For additional information on using the archive server, see the Archive Server User Guide.

3.2. Network File Transfers

The preferred method for transferring files over the network is to use the encrypted (Kerberos) file transfer programs scp, or sftp. In cases where large numbers of files (> 1000) and large amounts of data (> 100 GBytes) must be transferred, contact the HPC Help Desk for assistance in the process. Depending on the nature of the transfer, transfer time may be improved by reordering the data retrieval from tapes, taking advantage of available bandwidth to/from the Center, or dividing the transfer into smaller parts; the ERDC DSRC staff will assist you to the extent that they are able. Limitations such as available resources and network problems outside the Center can be expected, and you should allow sufficient time for transfers.
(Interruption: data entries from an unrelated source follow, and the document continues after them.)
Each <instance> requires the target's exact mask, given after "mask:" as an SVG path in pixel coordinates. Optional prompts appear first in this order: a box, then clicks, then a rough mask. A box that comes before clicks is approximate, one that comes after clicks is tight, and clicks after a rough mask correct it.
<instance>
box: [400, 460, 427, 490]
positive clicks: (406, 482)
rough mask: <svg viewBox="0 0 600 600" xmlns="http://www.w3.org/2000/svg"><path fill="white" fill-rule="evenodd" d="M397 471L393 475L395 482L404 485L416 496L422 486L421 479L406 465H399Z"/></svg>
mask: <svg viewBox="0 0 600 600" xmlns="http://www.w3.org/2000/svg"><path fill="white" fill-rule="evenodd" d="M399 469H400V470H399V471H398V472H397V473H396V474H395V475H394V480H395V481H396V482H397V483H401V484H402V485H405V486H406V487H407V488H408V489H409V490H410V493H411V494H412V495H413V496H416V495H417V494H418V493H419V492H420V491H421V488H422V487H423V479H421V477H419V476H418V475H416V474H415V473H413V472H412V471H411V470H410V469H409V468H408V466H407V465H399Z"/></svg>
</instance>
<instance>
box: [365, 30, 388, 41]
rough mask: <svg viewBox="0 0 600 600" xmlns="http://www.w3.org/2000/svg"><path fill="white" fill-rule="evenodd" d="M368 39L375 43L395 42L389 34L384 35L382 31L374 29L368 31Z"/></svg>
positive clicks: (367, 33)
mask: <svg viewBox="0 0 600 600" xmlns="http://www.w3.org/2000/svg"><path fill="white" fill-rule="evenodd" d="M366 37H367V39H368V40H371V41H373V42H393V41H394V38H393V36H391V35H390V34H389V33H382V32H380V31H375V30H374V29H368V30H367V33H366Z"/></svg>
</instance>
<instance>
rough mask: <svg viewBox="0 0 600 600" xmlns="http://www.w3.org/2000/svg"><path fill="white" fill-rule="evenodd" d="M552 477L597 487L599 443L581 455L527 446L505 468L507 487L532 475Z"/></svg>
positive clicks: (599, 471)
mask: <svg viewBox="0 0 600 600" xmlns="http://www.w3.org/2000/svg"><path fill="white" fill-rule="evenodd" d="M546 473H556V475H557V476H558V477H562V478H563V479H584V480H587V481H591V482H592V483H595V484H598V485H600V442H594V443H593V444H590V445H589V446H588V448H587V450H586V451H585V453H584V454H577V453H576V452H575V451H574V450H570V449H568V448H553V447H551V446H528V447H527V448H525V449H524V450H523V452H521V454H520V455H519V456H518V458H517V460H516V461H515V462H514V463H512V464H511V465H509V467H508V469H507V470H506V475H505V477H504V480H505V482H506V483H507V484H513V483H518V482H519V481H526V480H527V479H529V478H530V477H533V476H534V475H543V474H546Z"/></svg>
For additional information on file transfers, see the "File Transfers" section of the Copper User Guide.

3.3. Cray XE6 (Copper)

The Crays have a full Linux OS on their login nodes, but the compute nodes use the Cray Linux Environment (CLE), a light kernel designed for computational performance. The nodes interconnect via a Gemini High Speed Network.

PBS batch scripts on the Crays run on service nodes with a full Linux OS. These service nodes are shared by all running batch jobs. You must use the aprun command to send your parallel executable to their assigned compute nodes.

By default on the Crays, codes are compiled statically using the compile commands: ftn, cc, or CC. These commands evoke the corresponding compilers from the currently loaded environment module. On the Crays, the Portland Group (PGI) compiler is loaded by default. You can use the "module swap" command to switch to another version of PGI or to an entirely different compiler suite.

Dynamically linked executables can be compiled and run on compute nodes on the Crays. For examples of compiling dynamically linked executables, see $SAMPLES_HOME/Programming/CCM-DSL_Example on the Crays. By compiling with dynamically linked executables, you can define static arrays that are larger than 2 GBytes.

On the Crays under CLE, using its Cluster Compatability Mode (CCM), you can log directly into a compute node from an interactive PBS batch job. To do this, use the PBS option "-l ccm=1", and then use the ccmlogin command once the job starts on the batch service node. Also under CCM with the PBS option "-l ccm=1" you can run UNIX commands, scripts or serial executables on their first assigned compute node using the ccmrun command. See the examples in $SAMPLES_HOME/Parallel_Environment/CCMRUN_Example on the Crays.

IMPORTANT!: On the Crays, PBS batch scripts run on a batch service node shared by other users' PBS batch scripts. Commands like aprun, ccmlogin, and ccmrun are the only way to send work to your assigned compute nodes. Do not perform intensive work in your batch script without sending those computationally intensive tasks to the compute nodes.

For additional information on using Copper, see the Copper User Guide.